これ以上はJettyの実装になるため本記事では割愛します。
@Override
public void close()
{
super.close();
ServerSocketChannel serverChannel = _acceptChannel;
_acceptChannel = null;
if (serverChannel != null)
{
removeBean(serverChannel);
if (serverChannel.isOpen())
{
try
{
serverChannel.close();
}
catch (IOException e)
{
LOG.warn(e);
}
}
}
_localPort = -2;
}
ここまでをまとめると、(1)では以下のことを行っていました。
- サーバが持つコネクタをシャットダウンさせることでコネクションがクローズしていき、リクエストを受け付けなくする
これはまさしく最初の前提で説明したGraceful shutdownの1番の挙動であることが分かります。
(2)awaitShutdownメソッド
つづいて(2)の処理を見ていきます。
awaitShutdownメソッドの内部は以下のようになっています。
private void awaitShutdown(GracefulShutdownCallback callback) {
while (this.shuttingDown && this.activeRequests.get() > 0) {
sleep(100);
}
this.shuttingDown = false;
long activeRequests = this.activeRequests.get();
if (activeRequests == 0) {
logger.info("Graceful shutdown complete");
callback.shutdownComplete(GracefulShutdownResult.IDLE);
}
else {
logger.info(LogMessage.format("Graceful shutdown aborted with %d request(s) still active", activeRequests));
callback.shutdownComplete(GracefulShutdownResult.REQUESTS_ACTIVE);
}
}
while文でシャットダウン中かつアクティブなリクエストが1件以上残っていれば0.1秒sleepし、それをリクエストがなくなるまで続けます。

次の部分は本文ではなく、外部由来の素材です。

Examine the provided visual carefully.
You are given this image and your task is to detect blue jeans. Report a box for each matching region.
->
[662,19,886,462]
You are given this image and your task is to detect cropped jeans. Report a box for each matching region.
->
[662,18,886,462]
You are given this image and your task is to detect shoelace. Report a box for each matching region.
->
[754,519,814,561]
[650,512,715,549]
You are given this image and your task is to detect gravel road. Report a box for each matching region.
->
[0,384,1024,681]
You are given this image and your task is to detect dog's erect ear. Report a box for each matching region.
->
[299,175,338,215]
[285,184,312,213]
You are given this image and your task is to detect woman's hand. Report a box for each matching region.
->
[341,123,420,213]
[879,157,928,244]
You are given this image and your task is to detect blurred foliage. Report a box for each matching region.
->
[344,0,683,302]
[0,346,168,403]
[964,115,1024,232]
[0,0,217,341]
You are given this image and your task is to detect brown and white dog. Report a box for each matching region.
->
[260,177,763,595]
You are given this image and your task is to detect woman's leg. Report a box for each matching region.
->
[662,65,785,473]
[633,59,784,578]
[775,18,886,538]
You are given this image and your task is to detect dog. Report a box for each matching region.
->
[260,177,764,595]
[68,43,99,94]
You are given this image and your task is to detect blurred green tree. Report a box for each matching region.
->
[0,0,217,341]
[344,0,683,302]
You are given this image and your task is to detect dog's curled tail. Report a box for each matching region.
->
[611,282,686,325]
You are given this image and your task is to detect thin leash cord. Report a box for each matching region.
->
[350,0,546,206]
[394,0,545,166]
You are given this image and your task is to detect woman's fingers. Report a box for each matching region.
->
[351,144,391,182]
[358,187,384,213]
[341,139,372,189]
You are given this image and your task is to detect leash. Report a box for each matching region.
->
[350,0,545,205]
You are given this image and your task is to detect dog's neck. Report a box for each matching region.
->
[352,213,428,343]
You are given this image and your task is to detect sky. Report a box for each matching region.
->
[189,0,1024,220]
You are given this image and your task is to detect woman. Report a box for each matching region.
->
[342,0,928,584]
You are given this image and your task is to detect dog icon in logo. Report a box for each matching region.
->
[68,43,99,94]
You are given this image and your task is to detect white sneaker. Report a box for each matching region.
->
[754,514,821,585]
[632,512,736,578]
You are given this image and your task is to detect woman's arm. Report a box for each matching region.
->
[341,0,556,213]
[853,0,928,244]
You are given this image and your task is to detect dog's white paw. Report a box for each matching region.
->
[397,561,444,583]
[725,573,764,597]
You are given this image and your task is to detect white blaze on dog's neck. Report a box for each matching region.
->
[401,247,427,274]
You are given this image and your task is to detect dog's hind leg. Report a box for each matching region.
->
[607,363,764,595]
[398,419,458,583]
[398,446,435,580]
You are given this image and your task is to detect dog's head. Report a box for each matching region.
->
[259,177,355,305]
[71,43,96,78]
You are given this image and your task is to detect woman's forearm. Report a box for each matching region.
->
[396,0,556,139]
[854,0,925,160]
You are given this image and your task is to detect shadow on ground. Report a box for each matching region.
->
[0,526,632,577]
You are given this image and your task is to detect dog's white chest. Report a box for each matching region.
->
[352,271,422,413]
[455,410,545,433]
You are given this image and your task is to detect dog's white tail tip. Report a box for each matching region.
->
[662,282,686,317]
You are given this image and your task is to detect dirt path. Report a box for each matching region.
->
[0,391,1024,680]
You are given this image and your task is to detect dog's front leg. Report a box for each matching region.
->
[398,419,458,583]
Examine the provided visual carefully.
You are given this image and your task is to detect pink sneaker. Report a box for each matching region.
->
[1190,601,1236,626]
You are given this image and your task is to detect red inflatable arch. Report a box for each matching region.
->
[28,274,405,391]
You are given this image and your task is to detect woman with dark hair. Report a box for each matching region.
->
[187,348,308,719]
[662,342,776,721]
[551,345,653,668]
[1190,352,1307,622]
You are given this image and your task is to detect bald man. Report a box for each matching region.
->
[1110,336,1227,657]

その後アクティブなリクエストが0になったら完全にシャットダウンさせています。
これは処理中のリクエストを安全に最後まで処理する挙動であることが分かります。
これもまさしく前提で説明した2番の挙動と一致しています。
まとめ
以上でSpring BootでのGraceful shutdown(Jettyの場合)の挙動をソースコードレベルで確認できました。
最初ドキュメントを見たときにJettyの挙動としてネットワークレイヤーでコネクションを受け付けないというのがどういうことなのかいまいちぴんと来ていませんでした。
今回ソースコードを呼んでみてコネクタのクローズを行うことでコネクションを受け付けなくしているのだと分かり、ドキュメントに記載されていた内容を理解することができました。
やはり分からないときはソースコードを実際に読んでみるのが一番だと思いました。